SAN FRANCISCO – The RSA Conference 2013 on cybersecurity is winding down today at the Moscone Center and while a lot of the focus is on what big businesses and government agencies need to do, I took time with one security expert to talk about what things consumers need to do to stay safe online, either from their home computer or on a mobile device. They’re some things that are simple to follow but are too often overlooked.
I spoke with Limor Sylvie Kessem, a communications specialist with RSA, which is an industry leader in IT security and hosts the annual conference. She explained five steps that consumers should take that, if followed, will significantly improve their online security:
Update. When a pop-up message tells you that an update is available for your computer operating system or a key piece of software, stop what you’re doing and install it. It just takes a minute. Some of the updates are for fixing tiny flaws in how the software operates but many of them are critical security patches. On mobile devices, such as an Apple iPad or iPhone, look for the icon for AppStore. If there’s a tiny number like a “3” appearing on the icon, that means three of your apps offer updates. Click on the icon and select “Update All.” Devices running Android, Windows Phone or BlackBerry probably have similar notifications.

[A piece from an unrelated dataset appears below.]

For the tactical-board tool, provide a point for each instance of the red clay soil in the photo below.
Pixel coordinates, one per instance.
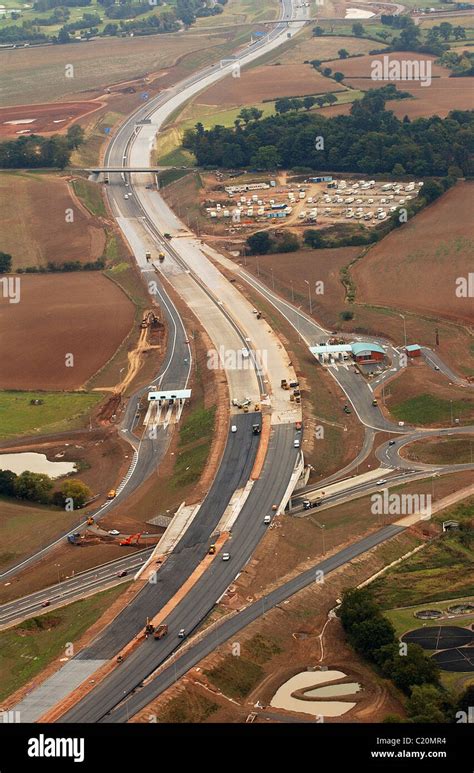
(84, 314)
(43, 119)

Kessem is alarmed that so many people ignore these.
“Sometimes I just look at people’s mobile devices and they have a hundred things that they are not updating. I tell them ‘How could you stand it?’” she said. “A computer that is fully patched and fully updated … is already a huge step ahead in terms of security.”
Beware of Phishing. Phishing is the name for cyber attacks that try to trick you into clicking on a link in an e-mail. You may receive an e-mail from your bank that may even have the company’s logo on it, or an e-mail from a retailer you recognize and trust, inviting you click on a link to win a gift card or other prize. Don’t click on it. Instead, Kessem says, move your cursor over the link and the URL that the link is associated with will appear. If it’s not the actual URL of the bank or retailer, it could be a trick. If you’re unsure, instead of clicking on the link, go directly to the site through your browser; if it’s a site you visit often, you probably have it bookmarked.

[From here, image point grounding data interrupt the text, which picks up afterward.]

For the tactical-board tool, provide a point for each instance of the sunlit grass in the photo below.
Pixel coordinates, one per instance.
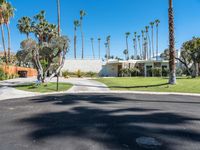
(44, 88)
(184, 85)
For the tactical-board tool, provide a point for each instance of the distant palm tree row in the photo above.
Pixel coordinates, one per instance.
(145, 48)
(6, 13)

Kessem’s advice is to be sensible.
“It’s just like anything else; you don’t walk into a dark alley with your wallet in your hand. You don’t do it on the Internet,” she said.
I’ve received text messages that appeared to me to be phishing attempts; I was rightly suspicious.
Don’t use shared computers. If you want to visit your bank Web site or an e-commerce site – any site at which you enter a username, password or credit card information -- don’t do it on a public computer. You don’t know whether someone has installed a keystroke logger on it that could record your logon information. Shared computers include those in a computer lab, a library, a cybercafé or other situation where you don't want to use a computer that someone else also uses, Kessem says, “because these things are known to be malware hubs.” Malware is a virus that can infect your computer so that a cyber criminal can take it over and/or steal information from it.
Avoid wi-fi. Wi-fi is a convenience that many computer users enjoy and come to expect at home, the office and at public places like coffee shops, restaurants and airports. But there are some things you can do safely on wi-fi and other things you should not do, said Kessem.
“It’s fine to go on wi-fi when you’re not doing anything important,” she said, such as checking news sites, widely available public sites like You Tube or searching for something on Google or Bing. But if you’re doing anything where you have to log in or share personal information, avoid wi-fi.
“Open wi-fi looks benign but it could definitely be sniffed, the communication can be stolen and recorded by somebody from the outside,” Kessem said. Sniffing refers to the practice of someone sitting within range of a wi-fi access point with an electronic device that can listen in on traffic and capture personal information.
A corollary to the no wi-fi warning is this one.
Choose 3/4G over wifi. Today, most smartphones or tablet computers give the user the option to connect wirelessly to the Internet via wi-fi or via their wireless carrier’s 3G or 4G network. Using wi-fi where it’s available is tempting, Kessem says, because it means you’re not using up minutes on the data plan for your 3/4G service. But it’s not worth it; use 3/4G.
“The 3G or 4G gateway is more secure, it’s usually encrypted communication because the carriers take care of that because it’s a paid service and you deserve to have it secure,” Kessem said, adding that the carrier doesn’t have security control over the wi-fi connection.
Overall, Kessem says, the key to securing your online communications, whether on wired or wireless networks, is to be aware of the risks and of how taking just a few sensible precautions can protect you.
“We’re very used to transacting [safely] in real world transactions, but it appears that consumers could use a little more awareness of what they are doing online,” she said.